A global language, totally different from Indo-European
The Turkish language is vastly different from Indo-European languages like our native Dutch and English, or the ones we learn at school like German and French. It probably belongs to the Altaic language family and shares many characteristics with Mongolian, Korean and Japanese in it's structure. Thus, Turkish grammar deviates strongly from what we are used to, which makes it harder to master than most other popular foreign languages (at first). Turkish grammar however, is one of clearest and most regular of all languages in the world; it has only six irregular verbs in the present tense. All Turkish verbs end on -mek or -mak. Scrap those and you get the stem.
There are not many words you will recognize in Turkish. There are a number of French words you will recognize, like şoför, asansör, akvaryum, milyoner, and a few Turkish words that made their way into English; like yoğurt. It is easier to recognize these after learning the pronunciation of the Turkish alphabet. Many Persian, Arabic and Greek loanwords entered into Turkish during the past 1000 years of cultural exchange, but most of them were replaced with Turkic synonyms or cognates by Ataturk, who also officialy changed the writing system to the Latin alphabet.
Read more about the Turkic languages on the English Wikipedia.
The Turkish language can be of use in a much wider area than just in Turkey. It is also spoken in the Balkans by minorities and as a second language, most notably in Bosnia, Kosovo, Macedonia, Albania and parts of Greece and Bulgaria. The closest language to Turkish is Azeri, which is spoken in Azerbaijan and north-western Iran, and is almost completely mutually intelligible for native Turkish speakers. Together with Turkmen, these form the Oghuz group of the Turkic languages.
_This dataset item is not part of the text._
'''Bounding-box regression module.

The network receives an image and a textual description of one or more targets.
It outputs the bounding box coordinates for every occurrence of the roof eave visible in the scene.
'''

Through satellite television and the internet, some modern "Istanbul-Turkish" has found it's way to Central-Asia, so there is a large chance you will be understood by the many youth that received Turkish education in one of the larger cities like Astana, Tashkent or Bishkek, but their dialect of Turkic is vastly different from modern Turkish.
Turkish is not an easy language to learn. In order to master it, you will need to delve into it's grammar, keep practising at it and use the language in daily life. You will be greatly rewarded by Turks both in Europe as in Turkey and elsewhere.